Nick Bostrom Keynote Topics
The Present State and Future of Artificial Intelligence
Everyone knows by now that Artificial Intelligence is the future and that it will transform the way we work and approach problems. Even with all its benefits, there are those who also firmly believe that AI also poses an existential risk to our species. Why? For starters, AI may not take into account aspects that are relevant to us when finding solutions to problems. Professor Nick Bostrom of the University of Oxford has been warning us for years to approach AI with caution and take active steps to mitigate the great risks it involves. He has influenced the likes of Elon Musk or Bill Gates with his work. In this talk, the bestselling author of Superintelligence: Paths, Dangers, Strategies will talk about how are we using AI today and the enormous potential it has for our future, as well as explaining the big risks it poses and why we should take measures to mitigate them.
How civilization could destroy itself -- and 4 ways we could prevent it
In this talk, the philosopher and AI expert Nick Bostrom will explain what are the 4 ways by which we can avoid our self-destruction in the near future. With his deliberations on the future of technology and how it will affect humanity, Nick has inspired the thinking of celebrities such as Elon Musk or Bill Gates. These 4 ways to avoid our self-destruction are based on the research that Bostrom carries out at the Future of Humanity Institute that he founded and directs at the University of Oxford.
What will happen when our computers get smarter than we are?

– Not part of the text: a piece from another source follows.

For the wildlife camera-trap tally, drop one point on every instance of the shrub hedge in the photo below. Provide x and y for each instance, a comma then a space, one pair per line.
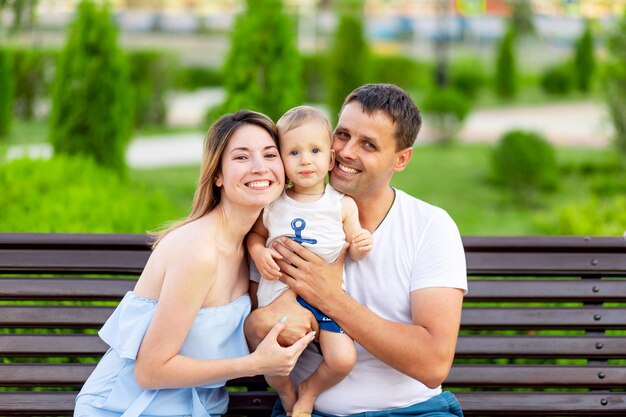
73, 194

Artificial intelligence is getting smarter by leaps and bounds -- within this century, research suggests, a computer AI could be as "smart" as a human being. And then, says Nick Bostrom, it will overtake us: "Machine intelligence is the last invention that humanity will ever need to make." A philosopher and technologist, Bostrom asks us to think hard about the world we're building right now, driven by thinking machines. Will our smart machines help to preserve humanity and our values -- or will they have values of their own?